Holroy soon finds that, whilst he is allowed to remain on the Tilsin, the city-ship folks hold planetaries, as they call people who live on planets rather in space, in low regard and he is regarded by some as no more than a pariah, especially as he comes from the hated Empire. He also comes to find the real reason why he was rescued; the Teknor is hoping that he will reveal to them the tracker technology which helps the Emperor’s forces track other vessels in hyperspace. The city-ships are threatened by an alien race, the Mpfifis, who are bent on their destruction, and tracker technology will enable them to evade attacks. Deeply upset by the scorn with which the citizenry hold him, Holroy rapidly develops an attitude of non-co-operation and denies the existence of such technology. He does, in fact, not only know of trackers but also how to build them. Sadly the poor relations between Holroy and the citizens will have dire consequences for so many. Eventually he may become a wiser man, but his training in the Guards did not set him up for such broadminded understanding.

This has just set the scene, the story is about Holroy’s time on board the Tilsin and what he learns of that world and its people and, more importantly in the end, how he eventually matures and reaches deeper understanding.

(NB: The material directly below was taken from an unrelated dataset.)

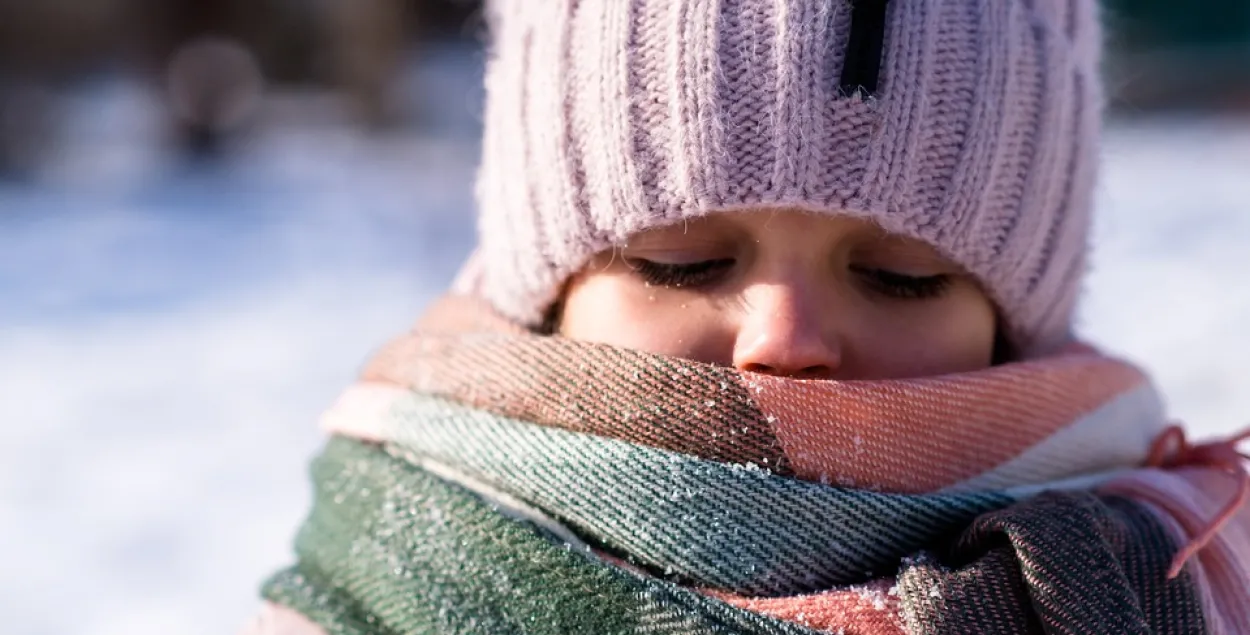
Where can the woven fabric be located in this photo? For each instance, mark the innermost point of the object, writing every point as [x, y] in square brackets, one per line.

So how did such an ‘old’ book stand up against more modern science fiction? Pretty well I thought. I found that the story ticked along nicely, with a number of plot lines that illustrated life on city-ships as well as explaining the back history of both them and the Empire. Whereas many, more modern, books feature lots of page-filling detail without moving the story on, this nicely combined details with story without either getting in the way of the other. Whilst the story avoided the excessive navel-gazing of some more modern novels, Holroy still got to do a lot of soul searching. The style was a little more factual than some of today’s chatty delivery so some might find it a touch flat, though it was far from a problem and I found it perfectly readable.

Predicting future technology is always difficult and, whilst the ships used hyperdrives and utilised anti-gravity shafts rather than lifts (elevators), music was still on magnetic media and moving pictures were on film. The author had not predicted the huge advance of chip technology and memories, small solid state devices, flat screens, etc... But then, how much of today’s predictive fiction will get it all right?

Carsac is popular in eastern Europe and has been translated into Russian, Bulgarian, Hungarian, Lithuanian, Latvian, and Estonian, and I am glad he has now been translated into English. All told, I thought it a good read.